A medida que pasaba la noche, fui traicionando alguno de mis principios. Pero no todos.

  1. Pasé, en efecto, la noche solo. Y no busqué ni siquiera el refugio del móvil más que en un caso más que justificado: hablar con mi hijo. El recuerdo de los ausentes (con el cuerpo -mi padre- y con la memoria -mi madre-) fue muy doloroso. También lo fue estar separado de mi hijo, que es algo así como más de la mitad de mí. Pero también tuvo su parte de consuelo, como se tendrá ocasión de comprobar en el punto siguiente.
  2. Primera traición: abrí una lata de bonito… pero la mezclé en una ensaladilla. Congelada, eso sí. También mastiqué despacio. Y añadí algo que rondaba en el frigorífico: una sabrosísima carne guisada que estaba haciendo guardia desde la comida. Y ahí entró parte del consuelo: no tuve que ver manteles carísimos conjuntados con velas haciendo juego. No tuve que ver desfilando platos con nombres de cinco líneas (la chuminada esta de la nueva cocina, que ha recuperado la tradición de los larguísimos títulos de los libros del siglo XVIII). Me perdí -esa suerte tuve- conversaciones intrascendentes adornadas con pretensiones mil, alejadas de la naturalidad y del sentido común. Es decir, me ahorré la parafernalia. Es decir, cené bien.
  3. Vi la tele, pero sólo un poquito. Y no exactamente la tele, sino una película que tenía grabada. Tengo la costumbre de ver muchas películas en porciones, a veces muy pequeñas.
  4. Escogí el bonito y tradicional objeto navideño. Hasta le he dedicado una foto plagiada. Pero no lo exprimí hasta sus últimas consecuencias.

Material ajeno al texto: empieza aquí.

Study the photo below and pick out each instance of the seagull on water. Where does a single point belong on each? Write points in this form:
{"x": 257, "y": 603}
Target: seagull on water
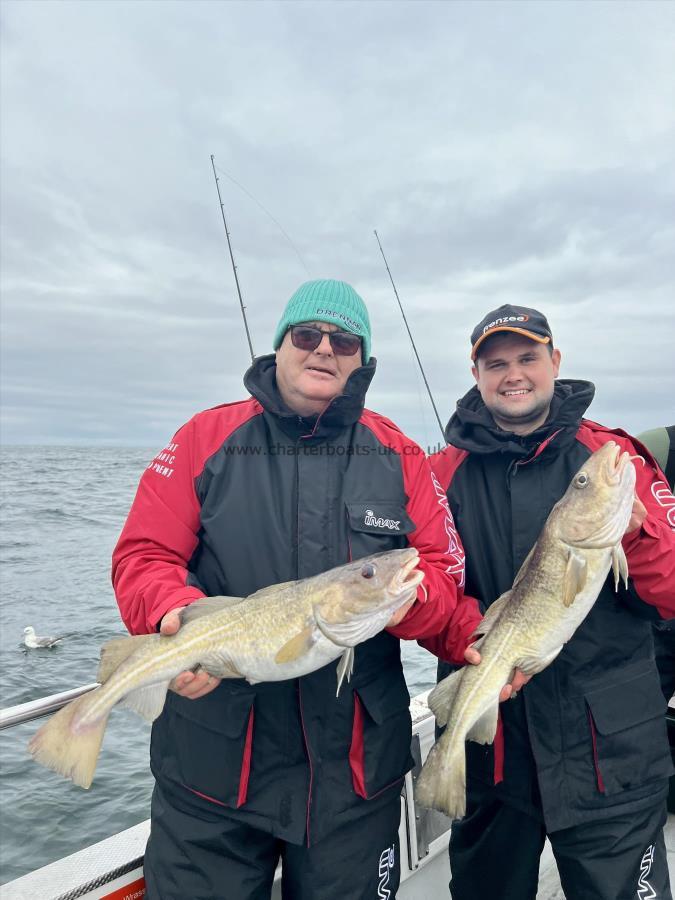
{"x": 33, "y": 642}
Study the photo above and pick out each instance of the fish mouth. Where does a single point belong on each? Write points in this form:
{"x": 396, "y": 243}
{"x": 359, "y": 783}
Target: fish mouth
{"x": 409, "y": 575}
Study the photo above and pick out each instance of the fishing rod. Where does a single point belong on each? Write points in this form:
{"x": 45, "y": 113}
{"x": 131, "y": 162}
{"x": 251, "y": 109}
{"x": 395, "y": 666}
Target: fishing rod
{"x": 234, "y": 267}
{"x": 419, "y": 361}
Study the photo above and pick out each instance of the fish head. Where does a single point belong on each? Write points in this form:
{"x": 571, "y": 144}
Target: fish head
{"x": 355, "y": 601}
{"x": 595, "y": 510}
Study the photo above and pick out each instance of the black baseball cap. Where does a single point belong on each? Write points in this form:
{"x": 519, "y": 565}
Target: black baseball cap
{"x": 519, "y": 319}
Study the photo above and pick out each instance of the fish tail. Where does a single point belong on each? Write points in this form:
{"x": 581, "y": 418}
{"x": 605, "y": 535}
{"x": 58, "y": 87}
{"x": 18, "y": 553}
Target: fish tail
{"x": 442, "y": 697}
{"x": 442, "y": 782}
{"x": 70, "y": 752}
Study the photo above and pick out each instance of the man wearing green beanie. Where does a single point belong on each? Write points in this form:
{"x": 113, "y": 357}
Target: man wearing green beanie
{"x": 289, "y": 483}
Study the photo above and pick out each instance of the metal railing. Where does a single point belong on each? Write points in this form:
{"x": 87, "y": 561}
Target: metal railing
{"x": 35, "y": 709}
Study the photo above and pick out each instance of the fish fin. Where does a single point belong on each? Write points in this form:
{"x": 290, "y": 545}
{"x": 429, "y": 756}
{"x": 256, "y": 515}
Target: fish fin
{"x": 619, "y": 566}
{"x": 297, "y": 646}
{"x": 115, "y": 652}
{"x": 345, "y": 668}
{"x": 441, "y": 784}
{"x": 205, "y": 606}
{"x": 442, "y": 697}
{"x": 147, "y": 701}
{"x": 574, "y": 578}
{"x": 531, "y": 665}
{"x": 521, "y": 571}
{"x": 492, "y": 614}
{"x": 484, "y": 728}
{"x": 71, "y": 753}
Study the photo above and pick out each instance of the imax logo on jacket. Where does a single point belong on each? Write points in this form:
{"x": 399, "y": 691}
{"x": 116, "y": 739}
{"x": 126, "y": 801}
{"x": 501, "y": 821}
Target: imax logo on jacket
{"x": 372, "y": 520}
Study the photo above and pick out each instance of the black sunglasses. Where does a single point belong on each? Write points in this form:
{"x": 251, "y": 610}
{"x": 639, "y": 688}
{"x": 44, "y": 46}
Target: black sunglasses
{"x": 307, "y": 337}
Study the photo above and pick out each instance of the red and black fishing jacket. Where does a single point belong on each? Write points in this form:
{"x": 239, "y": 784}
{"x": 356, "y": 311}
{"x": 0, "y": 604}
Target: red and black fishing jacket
{"x": 247, "y": 495}
{"x": 588, "y": 733}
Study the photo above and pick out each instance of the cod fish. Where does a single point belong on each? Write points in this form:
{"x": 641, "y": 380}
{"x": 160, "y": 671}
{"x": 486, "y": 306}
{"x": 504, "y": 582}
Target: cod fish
{"x": 277, "y": 633}
{"x": 527, "y": 626}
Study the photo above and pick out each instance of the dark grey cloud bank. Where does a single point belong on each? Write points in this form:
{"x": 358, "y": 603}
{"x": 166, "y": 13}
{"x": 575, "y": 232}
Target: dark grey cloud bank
{"x": 509, "y": 152}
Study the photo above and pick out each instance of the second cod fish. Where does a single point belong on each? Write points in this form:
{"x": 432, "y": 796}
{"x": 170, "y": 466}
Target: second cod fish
{"x": 527, "y": 626}
{"x": 280, "y": 632}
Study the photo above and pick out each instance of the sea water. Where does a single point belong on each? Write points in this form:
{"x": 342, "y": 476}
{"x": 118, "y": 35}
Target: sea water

  5. Escuché mucha música. Y el iTunes en modo aleatorio me deparó maravillas (a veces hice trampa, y me salté alguna horterada). Así que, pese a estar solo, estuve acompañado por Wagner, Mozart, Bach, Diana Krall, Jean Michel Jarre, Miles Davis, Calamaro, Aute, Silvio, Sabina, Eartha Kitt, Gianna Nannini… Y, en efecto, escuché a Los Secretos: “Hoy he soñado con otra vida, con otro mundo. Pero a tu lado.” “Ya no persigo sueños rotos: los he cosido con el hilo de tus ojos.” “Ahora estoy solo y arrastro mi dolor.” ” Y mientras en la calle está lloviendo, una tormenta hay en mi corazón”. Pero el rey de la noche fue John Lennon. Y no pude tener mejor compañía. Escuché la maravilla navideña titulada “Happy Christmas (War is over)”. Y muchas otras. Repetidas y repetidas. Siempre diferentes.
  6. Me acordé de alguien. Para bien. Para mal. Como reconozco que no soy una hermanita de la caridad, me acordé para mal de unos cuantos. Y el tiempo me da la razón. Pero tampoco merecen muchas ideas ni muchas líneas. Ni en mi cabeza ni en este blog.
  7. No creí oportuno escribir una entrada en los minutos próximos a las doce de la noche. Quizá hubiese puesto cosas de las que me hubiese tenido que arrepentir. Hay mucho bicho por ahí suelto…
  8. No me fui a la cama leyendo a Rilke y sus Elegías de Duino. Pero sí me acordé a lo largo de la noche de algunos versos, que siempre guardo en algún lugar recóndito de mi memoria. Obviamente, no voy a cascarlas aquí todas. Así que el atrevido, que se atreva. Sólo abriré apetito a los sensibles con el principio: “Quién, si yo gritara, me escucharía entre los órdenes /angélicos?” “La belleza no es nada sino el principio de lo terrible”.
  9. Me fui a la cama. Y leí, como todos los días. Y dormí, como todos los días. Y esperé a que llegase un nuevo día, como todos los días.
  10. Y ese día, afortunadamente, llegó. Y, pese a la tristeza, también hubo felicidad (o, como le gusta decir a Rojas Marcos, “satisfacción con la vida en general”). Y de eso hablaremos: de felicidad y de resiliencia. Por extenso. Pero otro día.